Un aller-retour La Réunion-Hexagone peut atteindre 2 000 euros en haute saison. Derrière ce prix, un rapport parlementaire remis fin avril pointe un système fiscal que les députés de la délégation aux Outre-mer qualifient de « maquis de taxes, redevances et surcharges » devenu illisible.

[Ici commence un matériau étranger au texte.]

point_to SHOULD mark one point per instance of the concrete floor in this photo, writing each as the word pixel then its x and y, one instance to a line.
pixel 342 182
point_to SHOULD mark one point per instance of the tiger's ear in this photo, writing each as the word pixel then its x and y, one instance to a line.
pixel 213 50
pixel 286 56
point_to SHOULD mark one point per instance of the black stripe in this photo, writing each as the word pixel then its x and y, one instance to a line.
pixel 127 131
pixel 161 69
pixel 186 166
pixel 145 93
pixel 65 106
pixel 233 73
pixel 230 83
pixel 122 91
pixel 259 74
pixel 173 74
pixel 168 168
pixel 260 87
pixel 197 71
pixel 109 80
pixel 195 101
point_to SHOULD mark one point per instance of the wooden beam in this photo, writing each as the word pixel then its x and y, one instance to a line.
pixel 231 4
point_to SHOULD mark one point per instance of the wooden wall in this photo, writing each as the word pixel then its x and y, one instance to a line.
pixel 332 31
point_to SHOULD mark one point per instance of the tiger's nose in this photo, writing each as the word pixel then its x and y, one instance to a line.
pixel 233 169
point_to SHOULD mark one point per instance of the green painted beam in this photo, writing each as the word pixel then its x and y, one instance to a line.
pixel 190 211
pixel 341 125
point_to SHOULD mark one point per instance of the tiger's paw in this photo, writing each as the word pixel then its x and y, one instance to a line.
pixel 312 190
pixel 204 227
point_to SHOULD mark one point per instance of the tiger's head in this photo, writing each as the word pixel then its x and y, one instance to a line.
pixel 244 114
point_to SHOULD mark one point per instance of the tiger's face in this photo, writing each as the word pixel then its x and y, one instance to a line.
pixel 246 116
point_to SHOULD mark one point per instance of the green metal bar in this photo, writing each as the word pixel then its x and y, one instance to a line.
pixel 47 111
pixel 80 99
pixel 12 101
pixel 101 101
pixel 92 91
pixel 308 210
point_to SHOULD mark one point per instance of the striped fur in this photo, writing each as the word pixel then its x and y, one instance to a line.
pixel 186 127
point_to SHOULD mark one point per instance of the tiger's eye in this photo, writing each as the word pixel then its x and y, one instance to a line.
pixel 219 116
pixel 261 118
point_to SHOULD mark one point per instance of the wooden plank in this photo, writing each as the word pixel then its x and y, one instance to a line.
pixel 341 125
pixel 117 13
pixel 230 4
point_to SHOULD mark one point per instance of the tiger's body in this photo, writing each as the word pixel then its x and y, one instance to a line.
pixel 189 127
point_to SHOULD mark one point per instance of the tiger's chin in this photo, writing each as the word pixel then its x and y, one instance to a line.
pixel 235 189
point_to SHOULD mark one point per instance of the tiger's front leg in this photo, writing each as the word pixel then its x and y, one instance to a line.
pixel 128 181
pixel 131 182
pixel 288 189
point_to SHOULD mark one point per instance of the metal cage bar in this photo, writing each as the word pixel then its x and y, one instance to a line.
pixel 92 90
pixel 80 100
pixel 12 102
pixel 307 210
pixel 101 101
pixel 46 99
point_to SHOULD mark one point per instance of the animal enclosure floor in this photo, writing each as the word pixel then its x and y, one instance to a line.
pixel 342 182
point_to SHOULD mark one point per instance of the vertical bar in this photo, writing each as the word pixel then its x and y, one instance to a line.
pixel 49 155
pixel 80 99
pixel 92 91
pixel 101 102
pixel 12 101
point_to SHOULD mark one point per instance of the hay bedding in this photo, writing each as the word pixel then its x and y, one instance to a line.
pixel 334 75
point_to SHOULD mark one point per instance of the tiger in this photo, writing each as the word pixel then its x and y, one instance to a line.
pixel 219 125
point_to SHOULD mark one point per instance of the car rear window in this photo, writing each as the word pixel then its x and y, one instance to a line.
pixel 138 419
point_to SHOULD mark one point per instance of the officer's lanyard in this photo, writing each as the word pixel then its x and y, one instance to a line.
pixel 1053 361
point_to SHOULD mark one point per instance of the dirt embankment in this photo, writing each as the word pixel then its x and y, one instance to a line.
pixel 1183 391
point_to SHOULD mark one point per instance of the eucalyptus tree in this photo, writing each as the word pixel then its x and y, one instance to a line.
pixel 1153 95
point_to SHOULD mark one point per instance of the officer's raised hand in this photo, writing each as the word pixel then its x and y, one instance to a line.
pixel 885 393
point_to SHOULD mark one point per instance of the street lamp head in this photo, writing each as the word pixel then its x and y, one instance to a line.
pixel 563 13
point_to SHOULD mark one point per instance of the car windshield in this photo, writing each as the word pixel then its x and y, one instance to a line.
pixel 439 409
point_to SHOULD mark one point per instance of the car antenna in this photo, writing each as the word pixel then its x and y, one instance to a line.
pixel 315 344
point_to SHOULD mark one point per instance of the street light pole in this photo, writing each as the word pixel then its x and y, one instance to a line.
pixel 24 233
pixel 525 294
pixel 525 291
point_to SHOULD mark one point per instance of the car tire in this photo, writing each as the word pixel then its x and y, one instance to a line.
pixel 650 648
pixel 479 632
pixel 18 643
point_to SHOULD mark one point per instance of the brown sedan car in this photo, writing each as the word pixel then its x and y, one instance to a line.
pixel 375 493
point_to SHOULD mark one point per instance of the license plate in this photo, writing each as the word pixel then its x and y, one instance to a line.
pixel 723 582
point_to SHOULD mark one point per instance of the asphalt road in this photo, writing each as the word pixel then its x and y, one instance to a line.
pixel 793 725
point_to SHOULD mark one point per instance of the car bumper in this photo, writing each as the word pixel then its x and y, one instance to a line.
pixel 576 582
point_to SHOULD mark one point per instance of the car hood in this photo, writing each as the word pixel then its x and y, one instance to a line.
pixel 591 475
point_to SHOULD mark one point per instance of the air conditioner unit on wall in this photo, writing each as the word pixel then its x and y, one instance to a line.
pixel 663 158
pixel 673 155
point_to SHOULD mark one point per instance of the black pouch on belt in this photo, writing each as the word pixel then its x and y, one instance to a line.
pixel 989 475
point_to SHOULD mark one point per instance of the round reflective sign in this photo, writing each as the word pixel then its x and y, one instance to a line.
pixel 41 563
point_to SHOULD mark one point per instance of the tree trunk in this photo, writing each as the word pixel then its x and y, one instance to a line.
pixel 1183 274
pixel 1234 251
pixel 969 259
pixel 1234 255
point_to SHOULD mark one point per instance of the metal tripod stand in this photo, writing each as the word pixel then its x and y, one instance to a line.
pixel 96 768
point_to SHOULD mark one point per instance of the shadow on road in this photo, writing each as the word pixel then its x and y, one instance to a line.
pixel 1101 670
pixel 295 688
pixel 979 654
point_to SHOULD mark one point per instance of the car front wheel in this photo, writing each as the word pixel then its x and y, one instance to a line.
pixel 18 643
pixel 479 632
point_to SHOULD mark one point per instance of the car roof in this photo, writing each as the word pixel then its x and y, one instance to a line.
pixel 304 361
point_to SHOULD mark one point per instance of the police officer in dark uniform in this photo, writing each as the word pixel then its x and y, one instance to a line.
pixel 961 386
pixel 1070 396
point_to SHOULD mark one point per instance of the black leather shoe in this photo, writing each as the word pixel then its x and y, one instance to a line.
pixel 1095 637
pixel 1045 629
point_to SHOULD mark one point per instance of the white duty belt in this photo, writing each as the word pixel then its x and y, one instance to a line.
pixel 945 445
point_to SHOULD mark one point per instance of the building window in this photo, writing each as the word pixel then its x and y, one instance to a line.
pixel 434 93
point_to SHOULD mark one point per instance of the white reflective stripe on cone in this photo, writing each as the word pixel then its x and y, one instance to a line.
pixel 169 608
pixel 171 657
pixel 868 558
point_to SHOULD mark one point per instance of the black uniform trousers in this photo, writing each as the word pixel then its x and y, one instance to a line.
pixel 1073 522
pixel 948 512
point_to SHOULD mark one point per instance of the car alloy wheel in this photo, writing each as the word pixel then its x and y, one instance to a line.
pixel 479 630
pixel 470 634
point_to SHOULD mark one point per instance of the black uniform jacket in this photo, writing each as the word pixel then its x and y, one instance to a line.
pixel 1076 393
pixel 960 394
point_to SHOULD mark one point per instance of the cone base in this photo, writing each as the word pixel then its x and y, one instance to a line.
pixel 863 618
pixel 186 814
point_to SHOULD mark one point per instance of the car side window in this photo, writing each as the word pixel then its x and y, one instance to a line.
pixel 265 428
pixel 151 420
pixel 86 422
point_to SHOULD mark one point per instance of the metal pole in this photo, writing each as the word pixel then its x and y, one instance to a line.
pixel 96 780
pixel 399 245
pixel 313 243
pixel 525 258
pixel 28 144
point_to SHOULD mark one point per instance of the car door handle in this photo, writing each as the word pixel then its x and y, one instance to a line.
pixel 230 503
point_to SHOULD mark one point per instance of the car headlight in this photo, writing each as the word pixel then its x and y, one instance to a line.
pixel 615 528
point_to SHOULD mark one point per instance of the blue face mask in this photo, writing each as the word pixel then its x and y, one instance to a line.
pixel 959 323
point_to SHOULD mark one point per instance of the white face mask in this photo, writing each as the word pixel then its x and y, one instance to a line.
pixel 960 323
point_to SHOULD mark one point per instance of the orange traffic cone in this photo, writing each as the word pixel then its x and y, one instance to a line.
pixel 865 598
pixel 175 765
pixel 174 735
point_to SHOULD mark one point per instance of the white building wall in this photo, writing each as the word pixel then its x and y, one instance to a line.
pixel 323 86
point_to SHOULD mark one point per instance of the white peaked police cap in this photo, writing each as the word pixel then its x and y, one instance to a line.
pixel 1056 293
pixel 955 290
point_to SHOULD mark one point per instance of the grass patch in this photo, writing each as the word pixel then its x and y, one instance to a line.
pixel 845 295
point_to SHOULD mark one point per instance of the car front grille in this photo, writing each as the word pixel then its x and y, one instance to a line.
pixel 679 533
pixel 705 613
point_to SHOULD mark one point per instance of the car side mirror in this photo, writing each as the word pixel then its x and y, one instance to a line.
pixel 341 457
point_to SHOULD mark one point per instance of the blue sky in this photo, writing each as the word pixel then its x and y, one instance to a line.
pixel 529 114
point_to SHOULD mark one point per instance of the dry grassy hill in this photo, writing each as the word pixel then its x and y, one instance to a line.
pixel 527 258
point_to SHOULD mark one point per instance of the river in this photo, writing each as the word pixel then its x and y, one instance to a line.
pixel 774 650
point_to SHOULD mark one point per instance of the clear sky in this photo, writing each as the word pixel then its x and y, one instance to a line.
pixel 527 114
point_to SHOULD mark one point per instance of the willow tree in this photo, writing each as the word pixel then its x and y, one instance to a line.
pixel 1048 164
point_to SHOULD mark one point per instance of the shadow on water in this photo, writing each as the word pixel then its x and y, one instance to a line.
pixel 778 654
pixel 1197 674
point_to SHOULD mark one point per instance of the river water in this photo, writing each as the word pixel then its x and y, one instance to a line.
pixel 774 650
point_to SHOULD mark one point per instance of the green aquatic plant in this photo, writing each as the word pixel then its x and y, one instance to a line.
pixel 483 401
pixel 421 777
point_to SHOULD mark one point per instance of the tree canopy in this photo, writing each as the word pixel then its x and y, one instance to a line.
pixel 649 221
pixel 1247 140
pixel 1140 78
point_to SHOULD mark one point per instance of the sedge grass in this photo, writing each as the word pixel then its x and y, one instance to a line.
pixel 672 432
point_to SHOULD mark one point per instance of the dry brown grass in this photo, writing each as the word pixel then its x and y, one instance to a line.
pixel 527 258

Le transport aérien français supporte chaque année près de 3 milliards d'euros de prélèvements. À La Réunion, la seule taxe sur le transport aérien de passagers dépasse désormais 36 euros par billet en classe économique. La réforme du tarif de solidarité, entrée en vigueur en 2025, a encore alourdi la note : certains montants ont bondi de 180 %. L'État revendique cette hausse pour « faire contribuer les passagers aériens à l'effort de rétablissement des comptes publics ».
Mais où va l'argent ? Une partie des taxes payées par les passagers ultramarins abonde l'Agence de financement des infrastructures de transport de France, qui consacre l'essentiel de ses ressources à des projets ferroviaires en Hexagone. Les rapporteurs jugent ce mécanisme « difficilement justifiable » : les ultramarins financent indirectement des infrastructures dont ils ne profitent pas.
Les cinq députés — Béatrice Bellay, Élie Califer, Frantz Gumbs, Stéphane Lenormand et Davy Rimane — ont conduit 29 auditions en deux mois pour produire ce rapport de près de 80 pages. Leur constat est direct : dans les Outre-mer, l'avion n'est pas un choix, c'est une nécessité. Plus de 95 % des flux intercontinentaux reposent exclusivement sur le transport aérien.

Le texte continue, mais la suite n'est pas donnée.